Considering the above, neither economic nor legal arguments give a clear indication of whether China should be granted MES in December 2016 and the probability of China retaliating — resulting in a “trade war” — remains low. Hence, the decision is particularly political when it comes to weighing the possible consequences of the overall relationship of EU states with China and other important partners. After all, economic diplomacy is China’s trademark for engaging with the international community. To what extent the EU understands the importance of this Chinese trait and factors it into its decision-making processes remains to be seen.

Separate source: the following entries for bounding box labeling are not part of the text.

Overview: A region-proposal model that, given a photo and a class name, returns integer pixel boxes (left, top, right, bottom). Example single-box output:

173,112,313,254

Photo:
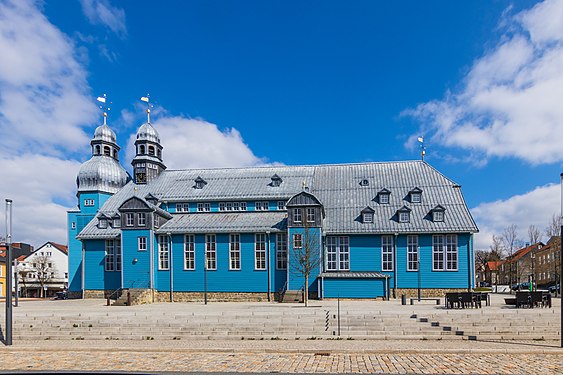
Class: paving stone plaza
0,295,563,374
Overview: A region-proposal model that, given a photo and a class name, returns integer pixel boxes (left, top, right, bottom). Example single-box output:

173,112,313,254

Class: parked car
510,281,530,290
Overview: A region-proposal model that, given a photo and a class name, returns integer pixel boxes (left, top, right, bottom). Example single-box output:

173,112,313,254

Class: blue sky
0,0,563,253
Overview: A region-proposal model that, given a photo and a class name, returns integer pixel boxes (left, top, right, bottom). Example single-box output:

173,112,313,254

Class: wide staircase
8,305,454,340
412,308,561,341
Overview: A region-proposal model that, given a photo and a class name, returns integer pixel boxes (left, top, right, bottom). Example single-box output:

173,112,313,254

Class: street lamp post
555,173,563,348
4,199,13,346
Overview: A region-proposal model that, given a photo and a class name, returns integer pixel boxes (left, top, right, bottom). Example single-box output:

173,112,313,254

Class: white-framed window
326,236,350,271
137,212,147,227
176,203,190,212
407,236,419,271
381,235,395,271
254,233,266,270
229,234,240,270
307,207,315,223
137,237,147,251
432,234,458,271
104,239,121,272
276,233,287,270
197,203,211,212
158,235,170,270
184,234,195,270
125,212,135,227
399,211,411,223
293,233,303,249
293,208,303,223
205,234,217,270
254,201,270,211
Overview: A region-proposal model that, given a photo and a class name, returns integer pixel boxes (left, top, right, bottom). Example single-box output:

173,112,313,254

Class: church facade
68,117,478,300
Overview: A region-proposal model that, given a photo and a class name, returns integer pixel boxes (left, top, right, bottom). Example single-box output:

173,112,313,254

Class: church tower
131,96,166,184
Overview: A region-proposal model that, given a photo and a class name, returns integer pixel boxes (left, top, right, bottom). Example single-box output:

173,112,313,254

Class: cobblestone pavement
0,349,563,374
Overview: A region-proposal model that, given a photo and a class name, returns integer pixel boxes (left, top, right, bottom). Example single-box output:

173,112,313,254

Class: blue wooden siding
324,278,385,298
287,228,323,292
84,240,121,290
154,233,278,293
121,229,150,288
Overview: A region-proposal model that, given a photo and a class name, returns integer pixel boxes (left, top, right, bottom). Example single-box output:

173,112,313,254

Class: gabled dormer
376,188,391,204
409,187,422,203
268,173,283,187
397,206,412,223
193,176,207,189
361,206,375,224
285,191,324,227
430,205,446,223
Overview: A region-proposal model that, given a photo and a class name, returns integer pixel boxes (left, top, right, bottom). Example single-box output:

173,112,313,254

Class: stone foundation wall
154,291,274,302
391,288,467,298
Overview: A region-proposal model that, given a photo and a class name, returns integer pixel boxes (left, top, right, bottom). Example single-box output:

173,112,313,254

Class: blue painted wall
84,240,121,290
121,229,151,288
287,228,323,292
324,278,385,298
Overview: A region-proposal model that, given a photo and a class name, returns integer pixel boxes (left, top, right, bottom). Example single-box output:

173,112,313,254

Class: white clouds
0,0,97,245
127,116,263,169
80,0,127,37
404,0,563,164
471,184,561,249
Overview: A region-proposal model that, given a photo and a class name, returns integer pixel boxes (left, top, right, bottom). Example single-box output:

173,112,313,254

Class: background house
17,242,68,297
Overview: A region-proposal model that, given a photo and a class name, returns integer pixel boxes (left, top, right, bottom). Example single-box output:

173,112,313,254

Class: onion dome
92,124,117,143
76,155,131,194
137,122,160,143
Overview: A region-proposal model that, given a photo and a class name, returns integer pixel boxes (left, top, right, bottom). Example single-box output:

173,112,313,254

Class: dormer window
409,187,422,203
270,174,283,187
362,207,375,224
432,205,446,222
194,176,207,189
397,206,411,223
377,189,391,204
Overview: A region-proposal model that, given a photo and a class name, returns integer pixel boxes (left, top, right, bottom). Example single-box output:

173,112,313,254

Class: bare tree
528,224,541,245
32,254,55,297
490,234,504,260
545,214,561,238
501,224,520,285
290,225,321,306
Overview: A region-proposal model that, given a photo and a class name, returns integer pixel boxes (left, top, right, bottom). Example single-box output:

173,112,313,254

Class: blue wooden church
68,111,478,301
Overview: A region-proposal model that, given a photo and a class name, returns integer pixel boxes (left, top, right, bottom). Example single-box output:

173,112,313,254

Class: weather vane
96,94,111,125
141,94,153,124
418,136,426,161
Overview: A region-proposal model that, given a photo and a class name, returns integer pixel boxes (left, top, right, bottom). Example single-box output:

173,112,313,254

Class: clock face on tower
135,173,147,184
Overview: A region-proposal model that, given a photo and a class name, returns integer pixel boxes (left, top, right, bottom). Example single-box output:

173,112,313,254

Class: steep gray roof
77,161,478,236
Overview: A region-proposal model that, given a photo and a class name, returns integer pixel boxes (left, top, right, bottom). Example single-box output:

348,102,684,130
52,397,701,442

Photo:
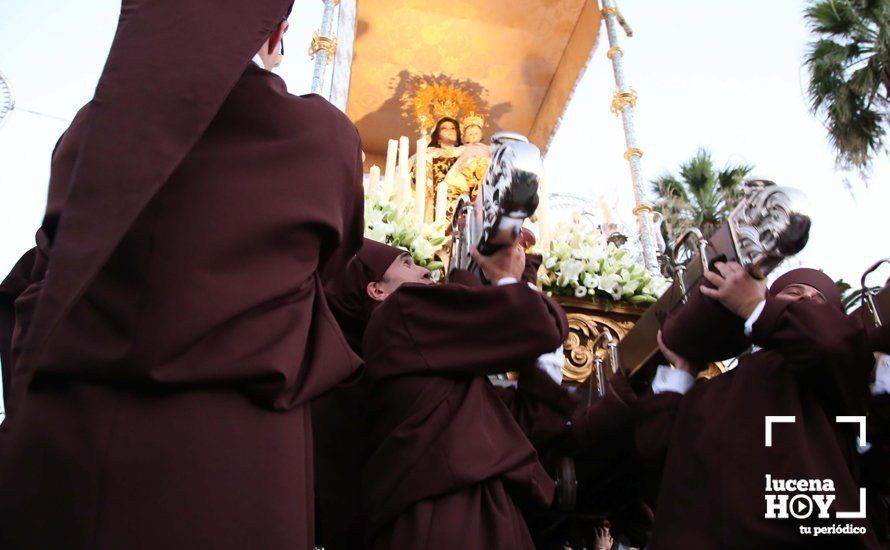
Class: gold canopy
346,0,601,164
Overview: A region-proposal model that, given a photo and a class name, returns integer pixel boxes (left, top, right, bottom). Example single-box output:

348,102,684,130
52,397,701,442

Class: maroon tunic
0,56,362,548
0,246,40,404
312,252,576,550
649,297,877,549
857,322,890,546
364,283,567,549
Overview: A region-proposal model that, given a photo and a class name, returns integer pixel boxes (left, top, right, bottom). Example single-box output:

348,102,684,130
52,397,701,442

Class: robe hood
23,0,293,370
326,239,405,353
769,267,844,310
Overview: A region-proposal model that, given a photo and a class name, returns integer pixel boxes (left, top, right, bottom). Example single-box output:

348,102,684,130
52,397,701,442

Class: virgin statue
445,113,491,213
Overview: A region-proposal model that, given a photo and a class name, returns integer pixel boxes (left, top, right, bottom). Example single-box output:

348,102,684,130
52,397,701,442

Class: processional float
296,0,876,548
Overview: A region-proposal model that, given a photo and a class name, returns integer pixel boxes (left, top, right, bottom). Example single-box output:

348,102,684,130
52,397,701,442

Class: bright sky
0,0,890,288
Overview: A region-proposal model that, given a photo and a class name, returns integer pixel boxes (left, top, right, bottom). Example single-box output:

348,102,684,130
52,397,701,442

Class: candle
368,164,380,204
600,193,615,225
537,172,550,248
380,139,399,201
436,181,448,225
414,136,426,223
396,136,411,206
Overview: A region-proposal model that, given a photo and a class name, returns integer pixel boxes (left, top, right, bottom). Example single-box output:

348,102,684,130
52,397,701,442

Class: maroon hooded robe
643,270,877,550
857,322,890,546
0,0,362,549
363,274,568,550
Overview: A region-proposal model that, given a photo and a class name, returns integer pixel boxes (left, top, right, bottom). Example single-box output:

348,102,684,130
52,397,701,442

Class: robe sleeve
572,375,638,458
320,147,365,284
364,284,568,376
867,325,890,353
495,367,578,446
0,247,37,403
751,297,874,414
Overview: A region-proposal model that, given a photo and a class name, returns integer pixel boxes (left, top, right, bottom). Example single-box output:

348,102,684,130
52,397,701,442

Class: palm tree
652,147,754,242
804,0,890,172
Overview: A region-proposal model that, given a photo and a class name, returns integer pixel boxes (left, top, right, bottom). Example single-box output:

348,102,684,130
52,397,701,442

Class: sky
0,0,890,288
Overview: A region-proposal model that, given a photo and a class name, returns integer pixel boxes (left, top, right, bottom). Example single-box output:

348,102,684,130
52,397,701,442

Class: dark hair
430,117,463,147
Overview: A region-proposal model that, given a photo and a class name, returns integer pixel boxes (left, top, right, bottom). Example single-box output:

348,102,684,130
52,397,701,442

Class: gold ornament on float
460,113,485,134
400,74,488,134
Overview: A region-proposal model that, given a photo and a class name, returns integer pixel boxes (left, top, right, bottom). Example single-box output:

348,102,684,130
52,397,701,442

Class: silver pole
309,0,340,97
600,0,659,273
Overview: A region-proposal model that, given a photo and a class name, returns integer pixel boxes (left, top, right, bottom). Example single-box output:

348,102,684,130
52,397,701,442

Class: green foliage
652,147,754,247
834,279,881,313
804,0,890,174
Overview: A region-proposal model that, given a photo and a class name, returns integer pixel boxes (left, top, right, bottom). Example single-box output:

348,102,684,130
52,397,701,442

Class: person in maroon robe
650,263,878,549
312,239,576,550
363,246,569,550
861,325,890,546
0,0,363,549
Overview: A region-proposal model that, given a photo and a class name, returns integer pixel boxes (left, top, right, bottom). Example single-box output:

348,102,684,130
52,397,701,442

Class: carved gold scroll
556,296,726,391
557,296,645,389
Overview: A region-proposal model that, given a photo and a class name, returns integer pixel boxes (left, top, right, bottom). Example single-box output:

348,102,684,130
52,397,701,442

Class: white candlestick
368,168,380,205
414,137,426,223
396,136,411,206
436,181,448,225
380,139,399,201
537,172,550,247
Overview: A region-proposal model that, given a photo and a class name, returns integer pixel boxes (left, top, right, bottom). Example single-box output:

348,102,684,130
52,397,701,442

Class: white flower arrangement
539,222,670,306
365,199,446,276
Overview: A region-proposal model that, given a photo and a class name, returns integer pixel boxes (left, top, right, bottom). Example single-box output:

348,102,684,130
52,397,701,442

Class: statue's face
439,120,457,146
464,124,482,143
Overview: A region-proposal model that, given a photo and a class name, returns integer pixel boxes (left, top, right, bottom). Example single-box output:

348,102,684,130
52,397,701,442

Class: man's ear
267,19,290,55
368,282,386,302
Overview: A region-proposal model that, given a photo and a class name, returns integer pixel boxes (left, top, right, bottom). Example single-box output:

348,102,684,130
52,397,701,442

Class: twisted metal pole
600,0,659,273
309,0,340,97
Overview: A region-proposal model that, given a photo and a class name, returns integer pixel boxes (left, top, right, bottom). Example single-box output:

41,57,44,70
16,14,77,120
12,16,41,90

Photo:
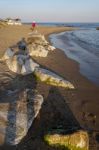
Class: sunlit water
50,29,99,85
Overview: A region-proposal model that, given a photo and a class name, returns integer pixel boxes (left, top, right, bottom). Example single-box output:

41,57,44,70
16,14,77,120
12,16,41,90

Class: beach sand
0,25,99,150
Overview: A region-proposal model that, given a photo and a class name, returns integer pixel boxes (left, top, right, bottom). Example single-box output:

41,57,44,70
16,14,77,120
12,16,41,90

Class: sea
25,22,99,86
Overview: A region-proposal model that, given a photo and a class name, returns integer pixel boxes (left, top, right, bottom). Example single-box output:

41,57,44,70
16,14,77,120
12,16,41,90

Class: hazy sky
0,0,99,22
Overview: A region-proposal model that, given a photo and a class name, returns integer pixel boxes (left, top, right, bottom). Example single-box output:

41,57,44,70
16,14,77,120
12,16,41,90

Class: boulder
6,54,39,75
34,67,74,89
46,45,56,51
2,48,15,60
28,44,48,57
0,89,43,145
44,130,89,150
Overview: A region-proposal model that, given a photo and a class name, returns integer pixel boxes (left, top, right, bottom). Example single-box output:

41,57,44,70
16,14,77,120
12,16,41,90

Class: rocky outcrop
28,44,48,57
34,68,74,89
6,54,39,75
28,34,55,57
44,130,89,150
0,89,43,145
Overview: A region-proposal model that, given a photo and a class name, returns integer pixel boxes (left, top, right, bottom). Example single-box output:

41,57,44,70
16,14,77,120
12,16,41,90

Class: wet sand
0,26,99,150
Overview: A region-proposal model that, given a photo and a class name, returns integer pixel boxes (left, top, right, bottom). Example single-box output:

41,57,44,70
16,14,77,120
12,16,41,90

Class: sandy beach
0,25,99,150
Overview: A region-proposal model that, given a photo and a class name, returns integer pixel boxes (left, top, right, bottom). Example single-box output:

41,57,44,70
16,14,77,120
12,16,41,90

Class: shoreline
0,27,99,150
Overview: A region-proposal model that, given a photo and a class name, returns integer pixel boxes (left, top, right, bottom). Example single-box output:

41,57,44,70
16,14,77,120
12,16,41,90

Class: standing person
32,21,36,31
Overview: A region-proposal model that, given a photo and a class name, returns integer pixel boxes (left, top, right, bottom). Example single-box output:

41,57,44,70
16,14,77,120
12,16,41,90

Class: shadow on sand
17,87,81,150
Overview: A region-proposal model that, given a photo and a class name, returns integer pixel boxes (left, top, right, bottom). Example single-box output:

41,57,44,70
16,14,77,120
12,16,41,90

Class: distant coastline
22,22,99,28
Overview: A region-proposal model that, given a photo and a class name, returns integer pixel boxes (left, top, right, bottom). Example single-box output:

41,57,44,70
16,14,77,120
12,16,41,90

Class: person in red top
32,21,36,31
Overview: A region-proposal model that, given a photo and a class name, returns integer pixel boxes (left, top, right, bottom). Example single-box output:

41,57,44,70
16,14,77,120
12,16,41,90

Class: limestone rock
2,48,15,60
44,130,89,150
0,89,43,145
34,68,74,89
28,44,48,57
6,54,39,75
46,45,56,51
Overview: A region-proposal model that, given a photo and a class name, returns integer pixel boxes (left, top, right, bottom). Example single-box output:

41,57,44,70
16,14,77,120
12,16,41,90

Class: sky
0,0,99,22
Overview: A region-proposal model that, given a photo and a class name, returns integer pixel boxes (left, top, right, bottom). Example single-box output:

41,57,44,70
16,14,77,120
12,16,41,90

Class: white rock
6,55,39,75
21,59,39,75
0,89,43,145
47,45,56,51
34,68,74,89
2,48,14,60
6,56,22,74
29,45,48,57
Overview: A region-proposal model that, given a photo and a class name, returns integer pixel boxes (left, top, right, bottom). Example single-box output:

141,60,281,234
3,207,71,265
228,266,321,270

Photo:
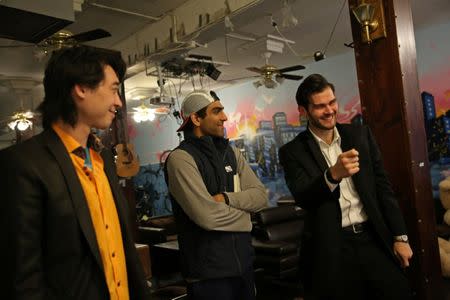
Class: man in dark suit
0,46,148,300
279,74,412,300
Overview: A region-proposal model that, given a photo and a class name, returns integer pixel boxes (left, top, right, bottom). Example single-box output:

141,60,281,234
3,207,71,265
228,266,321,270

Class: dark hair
38,45,126,129
183,105,209,131
295,74,334,110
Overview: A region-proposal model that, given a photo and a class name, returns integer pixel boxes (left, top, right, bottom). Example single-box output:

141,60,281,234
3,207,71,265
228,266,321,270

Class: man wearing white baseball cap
165,91,268,300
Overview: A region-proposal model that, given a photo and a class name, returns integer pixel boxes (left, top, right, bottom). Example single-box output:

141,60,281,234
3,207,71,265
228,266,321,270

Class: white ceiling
0,0,450,124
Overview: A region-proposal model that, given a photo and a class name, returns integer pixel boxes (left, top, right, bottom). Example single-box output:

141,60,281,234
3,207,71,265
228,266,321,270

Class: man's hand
212,194,225,202
394,242,413,268
330,149,359,181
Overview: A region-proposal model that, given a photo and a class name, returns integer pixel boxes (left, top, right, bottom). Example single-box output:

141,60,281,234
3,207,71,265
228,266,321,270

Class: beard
308,114,336,130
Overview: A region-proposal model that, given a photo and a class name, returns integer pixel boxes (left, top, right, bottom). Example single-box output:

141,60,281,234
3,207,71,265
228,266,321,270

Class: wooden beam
348,0,443,300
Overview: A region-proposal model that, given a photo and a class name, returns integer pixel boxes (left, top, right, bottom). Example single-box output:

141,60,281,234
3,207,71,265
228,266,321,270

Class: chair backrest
253,205,306,241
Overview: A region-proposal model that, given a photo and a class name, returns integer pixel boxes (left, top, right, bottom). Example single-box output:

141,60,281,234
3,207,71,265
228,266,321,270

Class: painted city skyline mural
129,23,450,217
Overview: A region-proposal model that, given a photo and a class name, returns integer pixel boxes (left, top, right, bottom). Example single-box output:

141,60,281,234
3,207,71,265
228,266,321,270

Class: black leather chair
252,205,305,299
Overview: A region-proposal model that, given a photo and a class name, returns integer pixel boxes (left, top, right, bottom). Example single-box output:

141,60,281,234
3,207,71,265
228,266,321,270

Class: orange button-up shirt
52,124,129,300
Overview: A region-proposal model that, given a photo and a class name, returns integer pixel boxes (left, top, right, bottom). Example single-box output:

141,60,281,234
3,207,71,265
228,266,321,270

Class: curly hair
38,45,126,129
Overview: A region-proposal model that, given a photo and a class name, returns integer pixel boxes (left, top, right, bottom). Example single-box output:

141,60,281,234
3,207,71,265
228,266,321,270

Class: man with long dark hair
0,46,148,300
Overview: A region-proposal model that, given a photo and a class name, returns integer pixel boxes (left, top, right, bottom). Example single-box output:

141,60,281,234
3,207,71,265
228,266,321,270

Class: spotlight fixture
8,118,33,131
352,0,386,44
314,51,325,61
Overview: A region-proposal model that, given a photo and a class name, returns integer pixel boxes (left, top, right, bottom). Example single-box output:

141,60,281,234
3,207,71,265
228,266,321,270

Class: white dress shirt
308,127,368,227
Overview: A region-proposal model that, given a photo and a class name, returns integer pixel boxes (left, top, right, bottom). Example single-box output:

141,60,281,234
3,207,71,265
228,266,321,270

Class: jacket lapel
44,130,103,270
306,129,328,172
100,150,128,233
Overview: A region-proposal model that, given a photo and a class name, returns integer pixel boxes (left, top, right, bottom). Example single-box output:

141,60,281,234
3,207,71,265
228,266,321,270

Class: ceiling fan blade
247,67,262,73
278,65,305,73
278,74,303,80
0,45,36,49
221,75,261,82
67,29,111,43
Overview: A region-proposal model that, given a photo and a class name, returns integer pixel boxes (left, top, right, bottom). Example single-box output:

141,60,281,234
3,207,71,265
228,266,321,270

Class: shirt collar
308,126,341,146
52,123,104,153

There are however several aspects that weigh upon the EU’s decision. First, the indecisiveness of the EU Institutions might have grave consequences for the outcome of the decision. Making use of existing cleavages, China’s lobbying of individual member states is much more effective if there is no clear position from Brussels. Second, the debate reflects more general difficulties in EU decision-making, especially regarding community competences. Third, the decision taken by the EU will send a message about its reliability and legal compliance in international regimes. All of this will inform and impact the relationship of the EU with its partners. While denying China MES may negatively impact the negotiations for the EU-China Bilateral Investment Treaty, granting MES may provoke discontent among other trading partners with whom the EU is currently negotiating agreements, such as the US or Japan. Currently, the Commission is finalizing an impact assessment and expected to present a formal proposal by September 2016. Not long after is the key date of 11 December, with tensions sure to increase ahead of the final decision.
This article is based on “Economics, Law and Politics: The Divisive Question of China’s Market Economy Status” by Insa Ewert, Maurice Fermont, and Jan Philipp Pöter, published in the EU-China Observer 1/2016.